Media advisor to the Egyptian Ministry of Civil Aviation Bassem Abdul Karim said earlier this week that Airlines EgyptAir and Aeroflot had received all permits for flights between Moscow and Cairo, starting from February 1. Russia's Transport Minister Maxim Sokolov said in January that regular flights between Moscow and Cairo might resume in the middle of February.
Aeroflot plans to fly to the Egyptian capital from the Moscow based airport of Sheremetyevo twice a week - on Saturday and Wednesday. Egyptian national carrier EgyptAir plans to carry out three flights to the Russian capital via Domodedovo, another Moscow-based airport - on Tuesdays, Thursdays and Sundays.
Russian President Vladimir Putin signed a decree on resuming flights between Russia and Egypt after a two-year-long pause on January 4.

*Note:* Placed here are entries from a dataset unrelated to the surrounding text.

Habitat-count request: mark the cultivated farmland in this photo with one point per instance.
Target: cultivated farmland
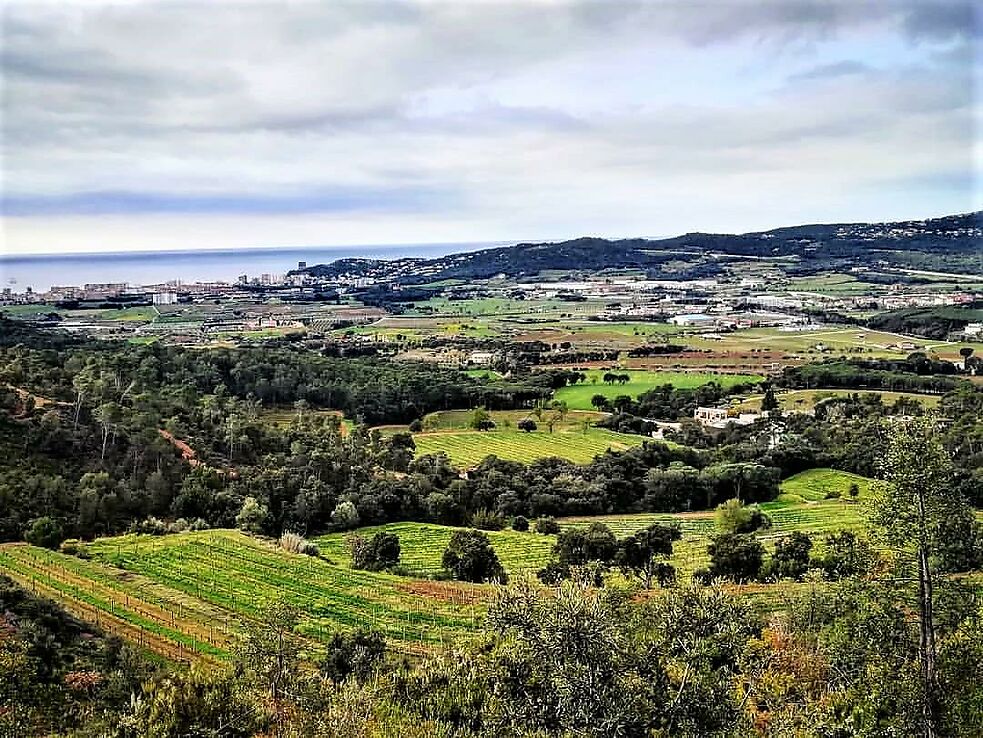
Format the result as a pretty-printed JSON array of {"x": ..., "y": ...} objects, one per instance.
[
  {"x": 423, "y": 545},
  {"x": 578, "y": 396},
  {"x": 468, "y": 448},
  {"x": 186, "y": 596},
  {"x": 241, "y": 575}
]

All flights between the two countries were cancelled in November 2015 after the explosion of an A320 jet, belonging to the Russian carrier Metrojet, over the Sinai Peninsula on October 31, 2015, which occurred less than half an hour after takeoff from Sharm el-Sheikh international airport. The blast claimed the lives of all 217 passengers and seven crewmembers. Russia’s Federal Security Service (FSB) later designated the incident as a terrorist attack. As a precondition for the resumption of flights, Russia called for considerably tightening security measures at Egyptian airports.